The functions of the various elements shown in the drawings may be provided through the use of dedicated hardware as well as hardware capable of executing software in association with appropriate software. When provided by a processor, the functions may be provided by a single dedicated processor, by a single shared processor, or by a plurality of individual processors, some of which may be shared. Moreover, explicit use of the term “processor” or “controller” should not be construed to refer exclusively to hardware capable of executing software, and may implicitly include, without limitation, digital signal processor (“DSP”) hardware, read only memory (“ROM”) for storing software, random access memory (“RAM”), and nonvolatile storage.
Other hardware, conventional and/or custom, may also be included. Similarly, any switches shown in the drawings are conceptual only. Their function may be carried out through the operation of program logic, through dedicated logic, through the interaction of program control and dedicated logic, or even manually, the particular technique being selectable by the implementer as more specifically understood from the context.
In the claims hereof, any element expressed as a means for performing a specified function is intended to encompass any way of performing that function including, for example, a) a combination of circuit elements that performs that function or b) software in any form, including, therefore, firmware, microcode or the like, combined with appropriate circuitry for executing that software to perform the function. The invention as defined by such claims resides in the fact that the functionalities provided by the various recited means are combined and brought together in the manner which the claims call for. It is thus regarded that any means that can provide those functionalities are equivalent to those shown herein.
Most existing image processing techniques operate on an image pixel level, and use low level features, such as brightness and color information. Most of these techniques exploit statistical models based on spatial correlation to achieve better result. If multiple frames of the images are available, frame correlation can also be exploited to improve the image processing result. However, because image processing is based on low level features of the image, image processing sometimes not only fails to remove the existing artifacts, but also introduces additional artifacts into the image. Semantic content-based image processing is still a challenge today.

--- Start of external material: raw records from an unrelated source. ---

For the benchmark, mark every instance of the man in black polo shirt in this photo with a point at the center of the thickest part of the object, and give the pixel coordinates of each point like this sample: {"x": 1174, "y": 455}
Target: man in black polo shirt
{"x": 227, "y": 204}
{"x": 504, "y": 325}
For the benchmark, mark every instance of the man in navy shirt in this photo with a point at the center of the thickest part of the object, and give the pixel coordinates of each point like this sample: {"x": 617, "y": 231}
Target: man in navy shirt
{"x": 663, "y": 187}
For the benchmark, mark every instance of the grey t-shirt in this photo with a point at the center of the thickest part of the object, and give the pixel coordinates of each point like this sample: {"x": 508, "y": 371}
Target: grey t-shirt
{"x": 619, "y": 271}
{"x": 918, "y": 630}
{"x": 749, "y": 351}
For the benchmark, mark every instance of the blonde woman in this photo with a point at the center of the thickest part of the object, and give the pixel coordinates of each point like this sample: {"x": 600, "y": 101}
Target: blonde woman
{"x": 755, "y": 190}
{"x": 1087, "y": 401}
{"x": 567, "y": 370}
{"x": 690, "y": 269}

Region of interest (ROI) based image processing applies image processing to a particular region of an image that contains artifacts, or undesired features that need to be changed. By selectively processing part of an image, ROI can achieve better results than traditional image processing techniques. However, there is still an open question on how to identify the region of interest in a robust and efficient manner. Automatic approaches use color, luminance information to segment or detect certain features or variation of that features. Based on a set of features, an image is classified into regions, and regions with most of the features are classified as a region of interest. For digital intermediaries or digital video processing, region detection is required to be consistent across the frames to avoid artifacts, such as flickering and blurring. Regions are often defined as a rectangle or polygon. In some applications, such as region-based color correction and depth map recovery from 2D images, the region boundary is required to be precisely defined to pixel-wise accuracy.

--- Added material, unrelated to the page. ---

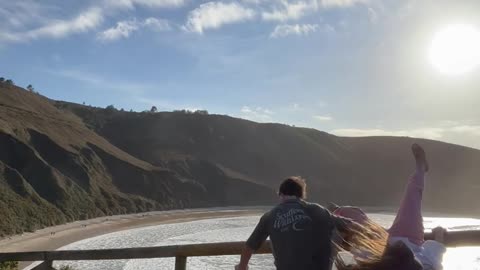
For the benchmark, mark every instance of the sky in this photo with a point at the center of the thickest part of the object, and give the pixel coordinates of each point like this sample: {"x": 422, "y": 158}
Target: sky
{"x": 347, "y": 67}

A semantic object is a set of regions that pose a semantic meaning to humans. Typically, the set of regions shares common low-level features. For example, regions of a sky will have saturated blue colors. Regions of a car will have similar motions. However, sometimes a semantic object contains regions with no obvious similarity in low-level features. Thus, grouping a set of regions to generate a semantic object often fails to achieve the desired goal. This originates from the fundamental difference between the human brain's processing and computer-based image processing. Humans use knowledge to identify semantic objects, while computer-based image processing is based on low-level features. The use of semantic objects will improve the ROI-based image processing significantly in a number of ways. However, the difficulty exists in how to efficiently identify the semantic objects.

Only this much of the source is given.